I’ve thought about Unconditional Love off and on through the years. I’m not sure that Mormons do such a great job of communicating it to others, the DUTY speaks so loudly sometimes. I wonder if the world doesn’t wonder about all of our Duties as Pollyanna did:
Pollyanna sighed now—she believed she was going to hate that word—duty. "Aunt Polly, please," she called wistfully, "isn't there ANY way you can be glad about all that—duty business?"
Duty has certainly been speaking very, very loudly to me lately, and it is a powerful force for action.

But maybe Love should speak louder.

~vbb

Friday, August 10, 2012

A Great question of Necessity

When does a luxury legitimately (i.e. in God's eyes) become a necessity?

When does buying clothes, electronics, or taking a trip or time and money for leisure cross this line?

How do we know when something is an extravagance or something that just gives us breathing room to keep going when life is otherwise all about holding your breath and just hanging on?

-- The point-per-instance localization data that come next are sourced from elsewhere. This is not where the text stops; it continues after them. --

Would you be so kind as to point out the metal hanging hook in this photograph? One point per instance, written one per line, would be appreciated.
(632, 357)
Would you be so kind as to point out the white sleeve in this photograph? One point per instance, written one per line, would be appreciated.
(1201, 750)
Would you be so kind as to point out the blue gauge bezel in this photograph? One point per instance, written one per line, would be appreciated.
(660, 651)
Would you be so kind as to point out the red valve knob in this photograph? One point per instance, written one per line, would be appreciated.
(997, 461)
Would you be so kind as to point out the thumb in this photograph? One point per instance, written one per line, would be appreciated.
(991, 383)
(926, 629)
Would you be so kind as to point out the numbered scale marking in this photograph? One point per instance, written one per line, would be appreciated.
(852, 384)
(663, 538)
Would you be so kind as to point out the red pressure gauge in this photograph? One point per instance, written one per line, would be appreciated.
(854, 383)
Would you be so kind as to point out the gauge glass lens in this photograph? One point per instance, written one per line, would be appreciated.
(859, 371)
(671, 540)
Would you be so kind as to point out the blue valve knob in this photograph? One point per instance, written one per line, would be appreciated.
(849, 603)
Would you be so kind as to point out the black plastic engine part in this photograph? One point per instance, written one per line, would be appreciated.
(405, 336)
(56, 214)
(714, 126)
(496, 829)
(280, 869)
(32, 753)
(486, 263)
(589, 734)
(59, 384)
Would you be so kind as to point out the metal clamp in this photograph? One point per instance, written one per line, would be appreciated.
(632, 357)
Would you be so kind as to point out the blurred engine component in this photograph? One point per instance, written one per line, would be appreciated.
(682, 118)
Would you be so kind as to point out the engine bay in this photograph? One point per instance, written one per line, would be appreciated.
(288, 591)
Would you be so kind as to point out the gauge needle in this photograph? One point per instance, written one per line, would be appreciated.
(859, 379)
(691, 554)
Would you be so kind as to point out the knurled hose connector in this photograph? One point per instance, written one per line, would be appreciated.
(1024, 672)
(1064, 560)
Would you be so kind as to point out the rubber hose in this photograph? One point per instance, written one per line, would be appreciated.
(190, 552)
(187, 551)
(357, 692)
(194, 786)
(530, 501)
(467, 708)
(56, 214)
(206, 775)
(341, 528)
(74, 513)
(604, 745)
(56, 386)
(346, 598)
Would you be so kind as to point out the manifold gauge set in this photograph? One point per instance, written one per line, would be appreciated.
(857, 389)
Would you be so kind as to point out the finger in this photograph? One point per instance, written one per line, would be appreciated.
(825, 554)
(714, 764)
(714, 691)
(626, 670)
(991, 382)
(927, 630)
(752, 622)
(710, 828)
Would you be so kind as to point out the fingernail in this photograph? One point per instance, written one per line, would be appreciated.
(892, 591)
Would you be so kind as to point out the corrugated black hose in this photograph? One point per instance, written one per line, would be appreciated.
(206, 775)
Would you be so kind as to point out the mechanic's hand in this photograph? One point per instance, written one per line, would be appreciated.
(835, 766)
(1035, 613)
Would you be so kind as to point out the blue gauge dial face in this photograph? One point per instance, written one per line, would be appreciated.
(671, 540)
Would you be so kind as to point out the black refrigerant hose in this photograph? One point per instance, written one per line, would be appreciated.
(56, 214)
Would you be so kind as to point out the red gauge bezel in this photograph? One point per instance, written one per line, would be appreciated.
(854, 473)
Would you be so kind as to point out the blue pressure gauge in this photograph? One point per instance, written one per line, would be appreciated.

How can we possibly answer these questions for other people?

~vbb

Tuesday, July 31, 2012

Timely Truth for an Overworked Worry Wart

Risk, fear and worry  
by Seth Godin Jul 24, 2012  
They're not the same.  
Risk is all around us. When we encounter potential points of failure, we're face to face with risk. And nothing courts risk more than art, the desire to do something for the first time--to make a difference.  
Fear is a natural reaction to risk. While risk is real and external, fear exists only in our imagination. Fear is the workout we give ourselves imagining what will happen if things don't work out.  
And worry? Worry is the hard work of actively (and mentally) working against the fear. Worry is our effort to imagine every possible way to avoid the outcome that is causing us fear, and failing that, to survive the thing that we fear if it comes to fruition.  
If you've persuaded yourself that risk is sufficient cause for fear, and that fear is sufficient cause for worry, you're in for some long nights and soon you'll abandon your art out of exhaustion. 
On the other hand, you can choose to see the three as completely separate phenomena, and realize that it's possible to have risk (a good thing) without debilitating fear or its best friend, obsessive worry.  
Separate first, eliminate false causation, then go ahead and do your best work. 
So timely. My worries and my fears need a permanent vacation, especially now as our family faces even more uncertainty. Hopefully this will help others as well.